PHILADELPHIA, Pa. (WHTM) – Rite Aid Corporation has announced the departure of President and CEO Heyward Donigan and the hiring of an interim replacement.

Rite Aid did not say why Donigan was departing the company, however, they stated they wish her “all the best in her future endeavors” after leading the company through the COVID-19 pandemic.

According to Rite Aid, its Board of Directors has appointed Elizabeth (“Busy”) Burr, a member of the Company’s Board, as interim CEO, effective immediately. A search for a permanent CEO was also initiated.

Burr previously served as Vice President, Head of Health Ventures and Chief Innovation Officer at Humana.
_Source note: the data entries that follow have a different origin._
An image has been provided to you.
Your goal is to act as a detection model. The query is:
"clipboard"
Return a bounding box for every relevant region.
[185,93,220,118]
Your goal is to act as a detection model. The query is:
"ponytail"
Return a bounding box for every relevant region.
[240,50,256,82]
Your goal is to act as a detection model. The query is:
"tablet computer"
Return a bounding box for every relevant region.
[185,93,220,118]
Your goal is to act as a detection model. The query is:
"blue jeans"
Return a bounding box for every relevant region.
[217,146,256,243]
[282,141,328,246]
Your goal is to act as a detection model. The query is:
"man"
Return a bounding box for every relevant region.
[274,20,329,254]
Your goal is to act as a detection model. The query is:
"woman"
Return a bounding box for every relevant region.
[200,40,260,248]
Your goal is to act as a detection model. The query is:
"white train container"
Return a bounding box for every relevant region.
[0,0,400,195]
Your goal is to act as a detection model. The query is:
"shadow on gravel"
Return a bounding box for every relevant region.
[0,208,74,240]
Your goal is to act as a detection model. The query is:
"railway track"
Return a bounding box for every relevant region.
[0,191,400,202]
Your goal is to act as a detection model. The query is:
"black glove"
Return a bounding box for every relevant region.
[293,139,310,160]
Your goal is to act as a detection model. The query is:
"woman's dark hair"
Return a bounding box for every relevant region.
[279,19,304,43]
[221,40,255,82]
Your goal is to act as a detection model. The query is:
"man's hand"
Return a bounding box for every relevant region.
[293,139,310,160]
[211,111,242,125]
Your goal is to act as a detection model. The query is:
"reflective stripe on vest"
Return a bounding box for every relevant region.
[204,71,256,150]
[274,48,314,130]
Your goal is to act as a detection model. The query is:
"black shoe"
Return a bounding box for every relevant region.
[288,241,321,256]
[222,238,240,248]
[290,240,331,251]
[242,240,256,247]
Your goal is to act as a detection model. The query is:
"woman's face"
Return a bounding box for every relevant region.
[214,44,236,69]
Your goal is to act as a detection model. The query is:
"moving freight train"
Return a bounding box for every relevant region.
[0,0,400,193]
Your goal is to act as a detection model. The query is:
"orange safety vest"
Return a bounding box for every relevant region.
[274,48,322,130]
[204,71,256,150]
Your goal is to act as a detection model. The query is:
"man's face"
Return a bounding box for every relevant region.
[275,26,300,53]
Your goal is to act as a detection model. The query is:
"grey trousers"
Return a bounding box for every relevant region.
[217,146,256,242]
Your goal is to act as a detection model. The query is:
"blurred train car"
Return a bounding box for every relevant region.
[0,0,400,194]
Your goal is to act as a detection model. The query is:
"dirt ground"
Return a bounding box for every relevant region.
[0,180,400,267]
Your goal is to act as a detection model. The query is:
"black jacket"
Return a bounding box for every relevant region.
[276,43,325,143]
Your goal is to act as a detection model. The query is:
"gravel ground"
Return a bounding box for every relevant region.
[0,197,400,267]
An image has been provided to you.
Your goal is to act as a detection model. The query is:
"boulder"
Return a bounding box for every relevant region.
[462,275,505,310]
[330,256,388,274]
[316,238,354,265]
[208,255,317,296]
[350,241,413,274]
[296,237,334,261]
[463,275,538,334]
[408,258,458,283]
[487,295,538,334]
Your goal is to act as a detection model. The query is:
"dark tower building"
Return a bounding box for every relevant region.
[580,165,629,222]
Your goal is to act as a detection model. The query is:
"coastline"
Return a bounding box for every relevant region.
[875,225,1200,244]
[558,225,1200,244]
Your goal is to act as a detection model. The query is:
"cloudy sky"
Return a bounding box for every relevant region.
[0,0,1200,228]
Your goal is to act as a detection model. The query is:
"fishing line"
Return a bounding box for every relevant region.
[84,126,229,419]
Bruce Bodaken, Rite Aid Chairman, stated, “As the Company continues its efforts to enhance its competitive position in this dynamic environment, the Board determined and Heyward agreed that now is the right time to identify the next leader of the business. With a deep understanding of the industry and our strategy, the Board was unanimous in its belief that Busy is highly qualified to serve as interim CEO while the Board conducts a search for a permanent successor. We are fortunate to have someone of her caliber to step into the role and are confident in Busy’s ability to lead the Company forward during this transition period.”

Rite Aid reported a $67.1 million loss and revenue of $6.08 billion in the third fiscal quarter of 2022.

Burr said, “Having served as a Director since 2019, I have great respect for the important role Rite Aid plays as a full-service pharmacy improving health outcomes for millions of Americans. I will work with the Board and management team to realize our vast potential while supporting our thousands of pharmacists and team members who are focused every day on meeting the needs of our communities and customers. With Rite Aid’s well-established brand and its committed and talented team, I look forward to delivering on our business strategy and driving value for all our stakeholders.”

Rite Aid says revenues through their Retail Pharmacy Segment decreased 0.5% due to “a reduction in COVID vaccine and testing revenue as well as store closures.” The losses were “partially offset” by an increase in both acute and maintenance prescriptions.

Rite Aid listed its former Camp Hill headquarters for sale over the summer after relocating to Philadelphia. The company was previously headquartered in Camp Hill and opened its first store in Scranton 60 years ago.

The company says their selling, general, and administrative expenses benefited from a lower payroll, occupancy, and other operating costs due to store closures and “cost control initiatives.”

On Monday, Jan. 9, Rite Aid said it “will provide additional detail on its financial and operational progress when it reports its full fourth quarter and fiscal year 2023 results.”